Pour la première fois, elle accepte d’évoquer le véritable poids de sa fonction. « Il y a ce que l’on voit : une femme, bien mise. Il y a ce que l’on attend : le sourire, la posture. Et puis il y a ce que l’on vit : l’intensité, les challenges, la solitude de la réflexion sur des projets parfois », confie-t-elle avec une franchise rare.

Être Première Dame, ça se vit

Le coeur à l’ouvrage dans son bureau.

Ce sentiment de solitude, elle le décrit comme une constante dans la réflexion qui précède chaque engagement public, chaque initiative portée par sa Fondation Ma Bannière, dédiée à la réinsertion des jeunes Gabonais. Elle précise d’ailleurs, livrant une définition personnelle et brute de son rôle : « Être Première Dame, ce n’est pas une fonction au Gabon. C’est accompagner mon époux dans sa mission au service du peuple gabonais, porter un regard, un poids et une responsabilité que personne ne vous a apprise. Être Première Dame, ça se vit. »

Cette confidence inédite offre un aperçu poignant des défis humains qui se cachent derrière les ors de la République. Elle révèle une femme consciente de son rôle de symbole, mais déterminée à lui donner un sens authentique, ancré dans l’action et le dévouement. Son parcours paramilitaire, où elle a atteint le grade de colonel, lui sert de colonne vertébrale pour affronter ces pressions. Interrogée sur la manière de changer les choses sans faire de bruit, elle livre une philosophie qui guide visiblement son action : « Le changement véritable s’opère souvent dans la profondeur, la constance et l’intégrité. La discrétion n’est pas un obstacle à l’impact, au contraire, elle peut en être la signature. »

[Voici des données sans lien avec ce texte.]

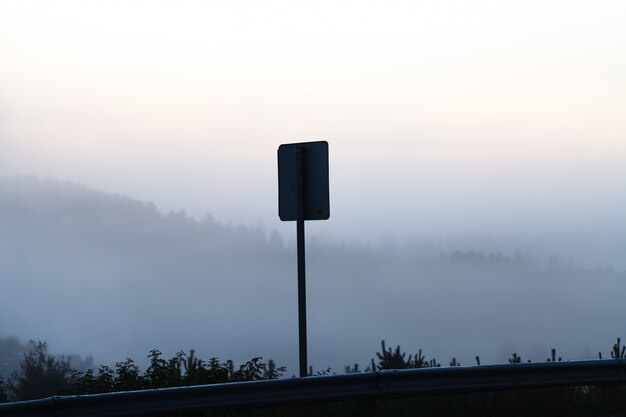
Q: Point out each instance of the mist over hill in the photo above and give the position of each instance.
(109, 276)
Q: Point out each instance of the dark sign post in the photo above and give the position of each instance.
(303, 195)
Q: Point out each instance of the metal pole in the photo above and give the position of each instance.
(301, 265)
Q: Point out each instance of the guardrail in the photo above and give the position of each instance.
(299, 391)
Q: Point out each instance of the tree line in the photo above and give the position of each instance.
(42, 374)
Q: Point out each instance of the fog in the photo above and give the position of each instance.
(109, 276)
(477, 176)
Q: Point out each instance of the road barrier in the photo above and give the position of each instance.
(320, 389)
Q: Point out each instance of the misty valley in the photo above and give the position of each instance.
(108, 277)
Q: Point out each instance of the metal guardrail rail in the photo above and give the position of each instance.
(299, 391)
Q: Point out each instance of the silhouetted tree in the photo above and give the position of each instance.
(618, 351)
(40, 375)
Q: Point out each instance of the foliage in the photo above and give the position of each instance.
(396, 359)
(3, 391)
(617, 352)
(553, 357)
(40, 375)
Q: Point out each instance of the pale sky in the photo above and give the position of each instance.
(442, 116)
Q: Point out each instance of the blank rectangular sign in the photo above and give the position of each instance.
(314, 181)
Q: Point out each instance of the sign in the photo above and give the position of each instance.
(306, 164)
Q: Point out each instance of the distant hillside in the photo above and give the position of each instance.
(107, 275)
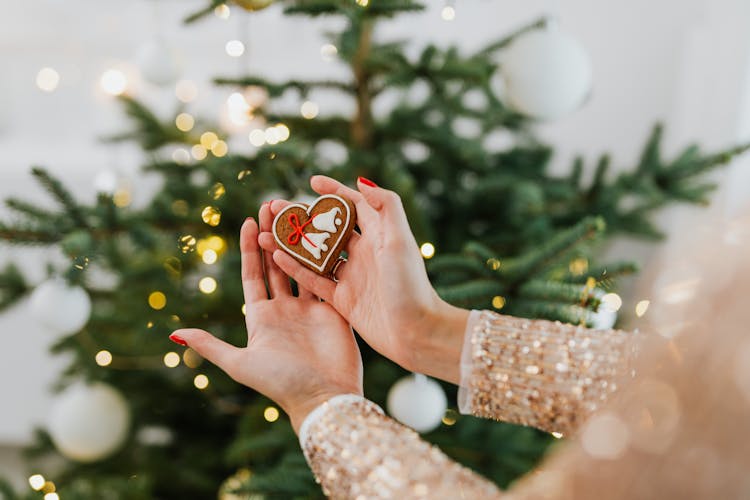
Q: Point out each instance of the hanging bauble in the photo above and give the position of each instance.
(418, 402)
(252, 5)
(60, 307)
(89, 422)
(547, 74)
(159, 63)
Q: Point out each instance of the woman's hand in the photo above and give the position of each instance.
(300, 352)
(383, 290)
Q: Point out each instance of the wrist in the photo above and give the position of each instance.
(300, 411)
(437, 348)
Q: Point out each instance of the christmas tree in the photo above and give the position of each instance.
(497, 230)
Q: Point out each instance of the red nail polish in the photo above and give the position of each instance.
(177, 339)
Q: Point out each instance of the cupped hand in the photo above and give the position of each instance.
(300, 352)
(383, 290)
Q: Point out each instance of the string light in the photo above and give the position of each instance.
(209, 256)
(171, 359)
(200, 381)
(328, 52)
(220, 149)
(184, 122)
(222, 11)
(207, 285)
(186, 91)
(309, 110)
(257, 137)
(47, 79)
(282, 132)
(271, 414)
(187, 243)
(157, 300)
(611, 301)
(113, 82)
(213, 242)
(641, 307)
(448, 13)
(36, 482)
(209, 139)
(103, 358)
(199, 152)
(427, 250)
(235, 48)
(211, 216)
(181, 156)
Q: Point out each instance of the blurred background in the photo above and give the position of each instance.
(684, 63)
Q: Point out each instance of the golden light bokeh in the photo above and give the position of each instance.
(211, 216)
(171, 359)
(271, 414)
(184, 122)
(427, 250)
(157, 300)
(200, 381)
(103, 358)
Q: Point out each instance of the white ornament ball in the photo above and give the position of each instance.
(89, 422)
(547, 74)
(60, 307)
(159, 63)
(418, 402)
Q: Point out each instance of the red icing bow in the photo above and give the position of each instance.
(295, 237)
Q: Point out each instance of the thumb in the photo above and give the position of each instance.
(387, 204)
(213, 349)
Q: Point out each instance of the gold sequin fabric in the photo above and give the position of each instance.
(356, 452)
(539, 373)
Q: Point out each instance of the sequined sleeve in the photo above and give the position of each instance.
(540, 373)
(356, 452)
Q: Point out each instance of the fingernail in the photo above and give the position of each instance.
(366, 182)
(177, 339)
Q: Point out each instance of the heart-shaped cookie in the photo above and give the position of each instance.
(315, 235)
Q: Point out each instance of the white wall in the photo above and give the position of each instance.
(684, 62)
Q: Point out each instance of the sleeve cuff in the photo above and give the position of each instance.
(464, 405)
(313, 416)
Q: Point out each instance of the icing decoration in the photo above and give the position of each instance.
(315, 235)
(313, 243)
(327, 221)
(293, 238)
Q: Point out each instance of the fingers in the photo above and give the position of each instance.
(278, 283)
(253, 285)
(325, 185)
(215, 350)
(314, 283)
(388, 205)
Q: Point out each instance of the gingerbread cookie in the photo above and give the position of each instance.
(315, 235)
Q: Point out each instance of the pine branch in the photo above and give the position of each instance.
(61, 194)
(516, 268)
(12, 286)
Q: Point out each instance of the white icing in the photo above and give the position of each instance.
(313, 243)
(326, 221)
(307, 210)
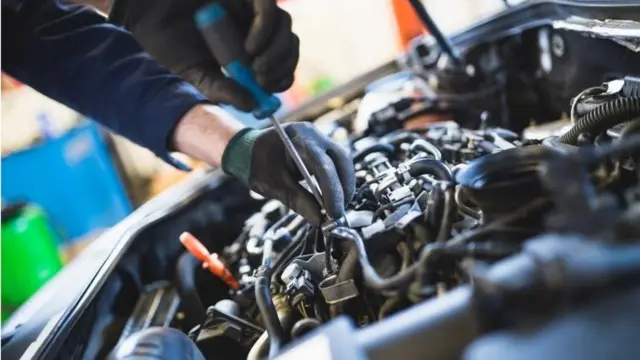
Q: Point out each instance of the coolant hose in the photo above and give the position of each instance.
(377, 147)
(194, 310)
(371, 276)
(277, 336)
(603, 117)
(431, 167)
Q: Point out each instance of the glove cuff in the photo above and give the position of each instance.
(236, 158)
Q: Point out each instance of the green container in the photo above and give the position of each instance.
(29, 254)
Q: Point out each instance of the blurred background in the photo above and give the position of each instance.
(65, 180)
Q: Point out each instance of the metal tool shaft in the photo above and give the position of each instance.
(288, 144)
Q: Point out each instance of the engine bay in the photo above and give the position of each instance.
(486, 185)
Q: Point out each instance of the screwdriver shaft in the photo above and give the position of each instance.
(288, 144)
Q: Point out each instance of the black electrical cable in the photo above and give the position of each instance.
(603, 117)
(277, 335)
(430, 26)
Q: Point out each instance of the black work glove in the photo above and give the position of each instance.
(259, 158)
(166, 29)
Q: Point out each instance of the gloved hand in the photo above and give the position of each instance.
(166, 29)
(259, 158)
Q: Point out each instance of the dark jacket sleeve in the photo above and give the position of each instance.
(71, 54)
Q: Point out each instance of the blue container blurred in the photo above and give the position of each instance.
(72, 178)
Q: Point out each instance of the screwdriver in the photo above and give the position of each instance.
(227, 47)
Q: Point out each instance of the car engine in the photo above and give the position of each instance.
(435, 202)
(497, 209)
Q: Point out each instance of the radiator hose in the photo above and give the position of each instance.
(603, 117)
(277, 337)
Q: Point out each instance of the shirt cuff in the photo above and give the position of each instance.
(164, 114)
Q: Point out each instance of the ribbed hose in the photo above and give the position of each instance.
(277, 336)
(604, 117)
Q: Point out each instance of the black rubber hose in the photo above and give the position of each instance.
(277, 336)
(447, 216)
(292, 250)
(398, 137)
(303, 326)
(347, 271)
(193, 309)
(371, 277)
(378, 147)
(431, 167)
(603, 117)
(631, 128)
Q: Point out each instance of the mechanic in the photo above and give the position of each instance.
(79, 58)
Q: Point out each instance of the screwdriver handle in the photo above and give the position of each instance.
(226, 45)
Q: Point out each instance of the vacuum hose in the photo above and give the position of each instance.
(277, 337)
(603, 117)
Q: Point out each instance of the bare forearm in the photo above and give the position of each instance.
(204, 132)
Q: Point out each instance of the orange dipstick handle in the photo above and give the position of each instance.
(209, 261)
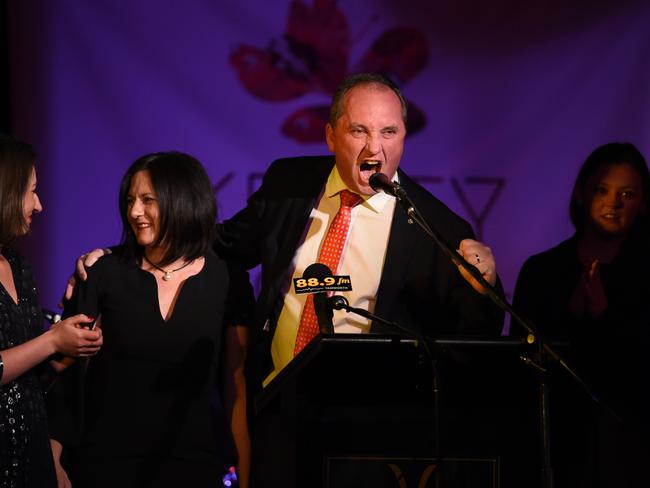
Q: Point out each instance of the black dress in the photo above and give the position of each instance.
(25, 455)
(591, 448)
(147, 414)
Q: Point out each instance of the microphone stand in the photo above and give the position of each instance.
(544, 350)
(338, 302)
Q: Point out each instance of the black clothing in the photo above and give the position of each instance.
(146, 410)
(420, 288)
(609, 351)
(25, 455)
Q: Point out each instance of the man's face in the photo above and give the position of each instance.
(368, 137)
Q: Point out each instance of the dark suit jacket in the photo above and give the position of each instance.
(419, 288)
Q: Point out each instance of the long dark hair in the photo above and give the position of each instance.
(16, 164)
(187, 207)
(605, 156)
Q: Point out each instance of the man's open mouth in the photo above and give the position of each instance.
(369, 168)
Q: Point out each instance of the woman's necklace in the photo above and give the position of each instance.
(167, 275)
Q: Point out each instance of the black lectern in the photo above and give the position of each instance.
(358, 410)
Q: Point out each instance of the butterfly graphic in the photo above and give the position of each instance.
(313, 56)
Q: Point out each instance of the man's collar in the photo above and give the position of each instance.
(374, 202)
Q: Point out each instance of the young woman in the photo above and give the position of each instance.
(148, 415)
(25, 457)
(591, 291)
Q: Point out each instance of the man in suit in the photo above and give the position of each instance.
(397, 271)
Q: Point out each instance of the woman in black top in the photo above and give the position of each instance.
(592, 292)
(25, 456)
(147, 415)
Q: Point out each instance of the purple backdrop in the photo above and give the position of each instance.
(508, 99)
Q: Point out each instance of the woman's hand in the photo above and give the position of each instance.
(62, 480)
(71, 337)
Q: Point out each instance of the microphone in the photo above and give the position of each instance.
(324, 314)
(380, 182)
(337, 302)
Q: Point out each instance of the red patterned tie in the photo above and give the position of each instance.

La persévérance et l’humilité

Cette maxime éclaire ses engagements multiples, entre la pose de la première pierre du Centre de désintoxication de Nkok, un projet novateur qui lui tient particulièrement à cœur, et la défense ardente de patrimoines gabonais comme l’iboga. Autant de missions qu’elle mène avec la même détermination silencieuse, guidée par c inculquées par son père soudeur et sa mère femme au foyer. Si le public voit une figure élégante et réservée, cette interview exclusive dévoile l’architecte d’un engagement profond, qui navigue avec une force tranquille entre les obligations officielles et la conviction intime que l’action véritable réside dans la persévérance et l’humilité.